12/07/2018 CoinAlpha Advisors LLC Sections 5(a) and (c) of the Securities Act.

This table that lists all of the SEC enforcement actions related to Digital Assets in 2018, shows that agency activity followed the guidelines set forth by the relevant  agency announcements made –in the DAO report, and in the Hinman speech, which stated that the SEC was “focused on such issues as broker-dealer, exchange and fund registration, as well as matters of market manipulation”.

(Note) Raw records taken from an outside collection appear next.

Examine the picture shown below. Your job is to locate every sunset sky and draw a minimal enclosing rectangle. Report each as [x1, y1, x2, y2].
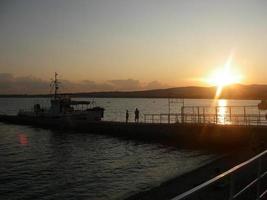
[0, 0, 267, 93]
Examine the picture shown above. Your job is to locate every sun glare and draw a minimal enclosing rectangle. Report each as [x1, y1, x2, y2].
[207, 55, 242, 98]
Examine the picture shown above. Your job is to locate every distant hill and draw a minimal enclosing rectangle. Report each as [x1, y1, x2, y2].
[0, 84, 267, 99]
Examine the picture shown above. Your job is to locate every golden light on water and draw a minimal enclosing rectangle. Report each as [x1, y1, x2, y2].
[207, 54, 243, 99]
[217, 99, 227, 124]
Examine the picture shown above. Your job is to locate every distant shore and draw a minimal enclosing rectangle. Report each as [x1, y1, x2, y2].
[0, 85, 267, 100]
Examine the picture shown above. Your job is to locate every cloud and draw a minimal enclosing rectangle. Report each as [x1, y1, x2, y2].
[109, 79, 142, 90]
[0, 73, 172, 94]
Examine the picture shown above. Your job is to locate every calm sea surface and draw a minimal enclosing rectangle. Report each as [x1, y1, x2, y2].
[0, 98, 264, 200]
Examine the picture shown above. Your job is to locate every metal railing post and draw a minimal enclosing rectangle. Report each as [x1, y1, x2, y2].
[257, 158, 262, 200]
[228, 173, 235, 200]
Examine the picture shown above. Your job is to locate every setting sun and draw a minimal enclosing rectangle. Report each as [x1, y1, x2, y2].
[207, 55, 242, 98]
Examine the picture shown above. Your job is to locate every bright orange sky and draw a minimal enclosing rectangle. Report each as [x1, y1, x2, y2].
[0, 0, 267, 92]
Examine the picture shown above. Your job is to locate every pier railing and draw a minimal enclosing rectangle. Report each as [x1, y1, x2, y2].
[144, 106, 267, 125]
[171, 150, 267, 200]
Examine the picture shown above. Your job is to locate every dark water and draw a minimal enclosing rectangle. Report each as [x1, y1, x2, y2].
[0, 99, 232, 200]
[0, 124, 212, 200]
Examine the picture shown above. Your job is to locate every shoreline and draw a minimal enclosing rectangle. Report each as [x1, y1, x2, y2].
[125, 149, 258, 200]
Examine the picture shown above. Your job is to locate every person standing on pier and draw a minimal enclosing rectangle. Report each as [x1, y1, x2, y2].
[126, 110, 129, 123]
[134, 108, 139, 122]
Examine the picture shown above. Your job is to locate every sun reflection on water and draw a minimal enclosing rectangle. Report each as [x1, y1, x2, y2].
[217, 99, 230, 124]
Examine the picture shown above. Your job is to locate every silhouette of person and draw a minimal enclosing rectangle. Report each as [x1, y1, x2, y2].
[134, 108, 139, 122]
[126, 110, 129, 123]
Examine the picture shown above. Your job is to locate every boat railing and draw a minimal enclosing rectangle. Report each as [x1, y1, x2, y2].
[171, 150, 267, 200]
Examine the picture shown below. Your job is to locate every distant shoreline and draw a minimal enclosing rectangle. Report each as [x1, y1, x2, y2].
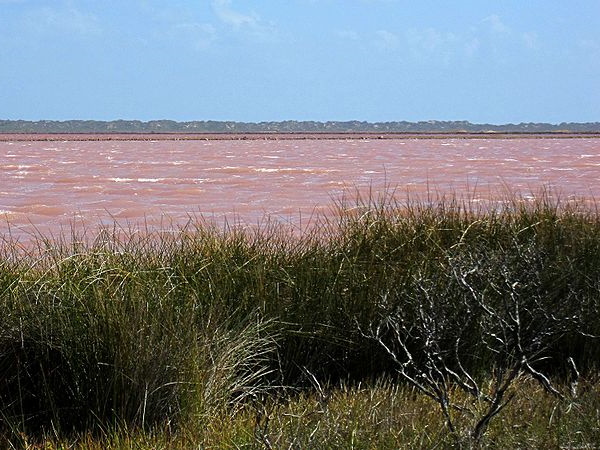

The main debate surrounding cryptocurrencies is whether they should be regulated as other currencies or as securities, given the way they are used for peer-to-peer electronic money transmission, and exchange of goods and services. The crypto community has stated that there is a difference between utility and security tokens. They Howey test is used to determine whether or not a token is a security and needs to be registered with the SEC. But even if a respondent says they performed the Howey test, that doesn’t mean that the SEC agrees to their assessment. One example of this is the high-profile case of Munchee, a California business that created an iPhone app for people to review restaurant meals and then created and sold their own digital tokens, called “MUN”, to be issued on a blockchain ledger. Their enforcement document stated that Munchee’s MUN White Paper which referenced the DAO Report and stated that Munchee had done a “Howey analysis” and that “as currently designed, the sale of MUN utility tokens does not pose a significant risk of implicating federal securities laws.” But the SEC felt that the MUN White Paper, however, did not set forth any such analysis. 

Conclusion

Overall, the SEC applied the U.S. Federal Securities Laws consistently with its public statements and existing case law, which led to a relatively high number of enforcement actions in 2018, associated with the unregistered non-exempt sale of securities, and/or fraud and misrepresentations in the offer or sale of securities, cited in the table above. Based on the outcome of these cases, it is reasonable to believe that the SEC will only increase its crackdown on digital asset securities by evaluating them as a security, rather than currency. However, because digital assets have limited history in the market at this point, the implications of how either classification would impact the financial market or consumers, isn’t clear. So it is also likely that regulatory activity will continue to develop in 2019 and onward, as will new use cases, and then again, more information on how they are being enforced, which often indicates the risk factors or opportunities of using them. Not to mention, this is only at the federal level in the U.S., there is additional variance in how digital assets have been and will be regulated at the state-level and internationally as well.

 

This post was written in collaboration with Christopher Schletter, a member of the Berkeley Boalt Global Corporate Law Society, and Compliance.ai’s Regulatory Intelligence Analyst, Sebastián Bravo.